Bakhsh Abdullah, Alotaibi Leena
The King Abdulaziz University, Department of Emergency Medicine, Jeddah, Saudi Arabia.
The King Abdulaziz University, Faculty of Medicine, Jeddah, Saudi Arabia.
Clin Pract Cases Emerg Med. 2021 Nov;5(4):390-393. doi: 10.5811/cpcem.2021.4.51161.
Emergency physicians frequently encounter critically ill patients in circulatory shock requiring definitive airway procedures. Performing rapid sequence intubation in these patients without blood pressure correction has lethal complications. Questioning the efficacy and fearing side effects of push-dose pressors (PDP) has created an obstacle for their use in the emergency department (ED) setting. In this case series we describe the efficacy and side effects of PDP use during peri-intubation hypotension in the ED.
We included 11 patients receiving PDPs in this case series. The mean increase in systolic blood pressure was 41.3%, in diastolic blood pressure 44.3%, and in mean arterial pressure 35.1%. No adverse events were documented in this case series.

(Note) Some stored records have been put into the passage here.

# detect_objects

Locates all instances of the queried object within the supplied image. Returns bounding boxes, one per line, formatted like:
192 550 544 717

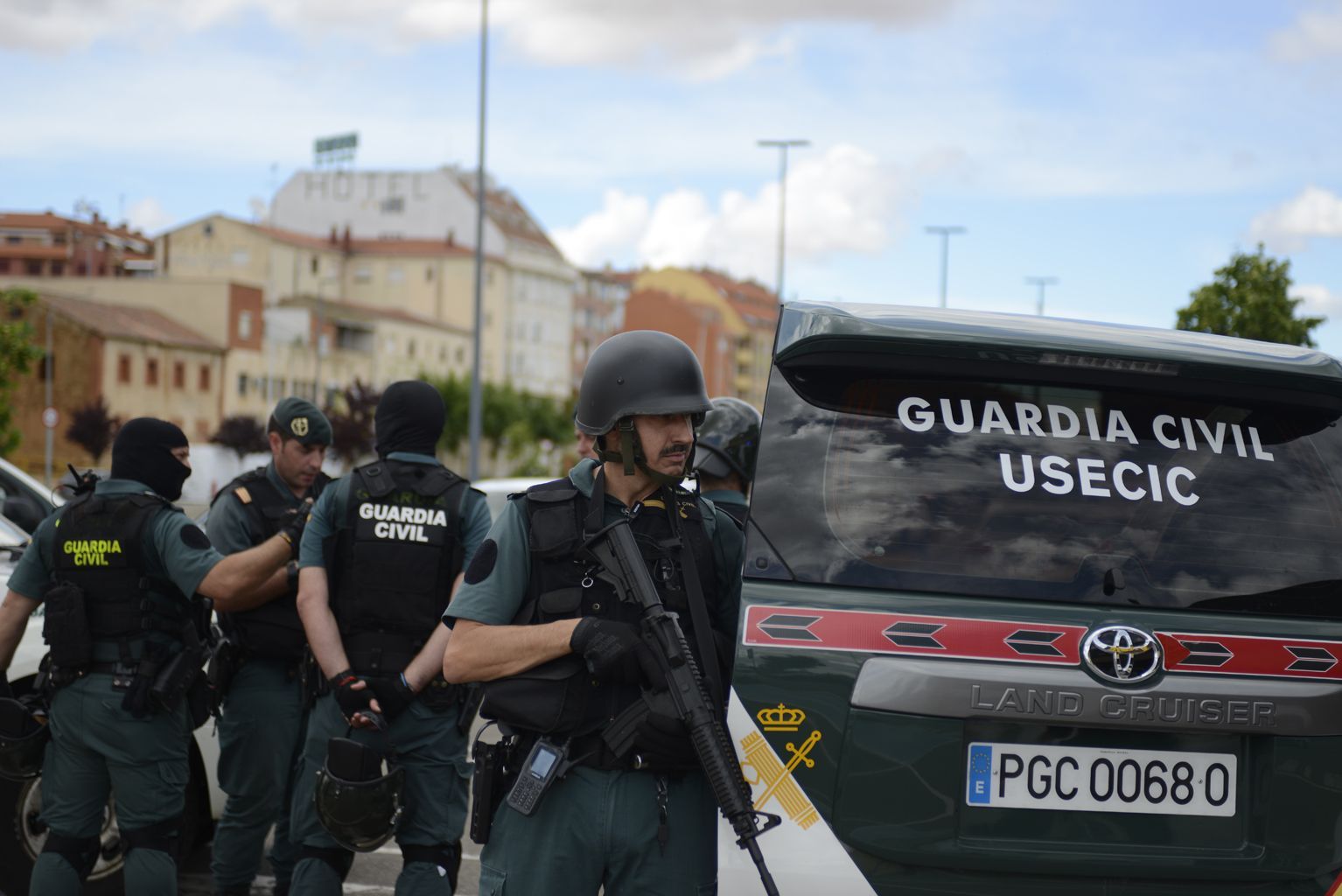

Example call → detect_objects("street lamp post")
923 224 965 307
467 0 490 480
1025 276 1058 317
756 139 811 303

The use of push-dose pressors during peri-intubation hypotension may potentially improve hemodynamic status when used carefully in the ED.
急诊医生经常会遇到处于循环性休克的重症患者,这些患者需要进行确定性气道操作。在未纠正血压的情况下对这些患者进行快速顺序插管会带来致命并发症。对推注剂量血管加压药(PDP)的疗效存疑以及担心其副作用,为其在急诊科的使用造成了障碍。在本病例系列中,我们描述了在急诊科围插管期低血压期间使用PDP的疗效和副作用。
本病例系列纳入了11例接受PDP治疗的患者。收缩压平均升高41.3%,舒张压平均升高44.3%,平均动脉压平均升高35.1%。本病例系列中未记录到不良事件。
在急诊科小心使用推注剂量血管加压药,可能会在围插管期低血压时改善血流动力学状态。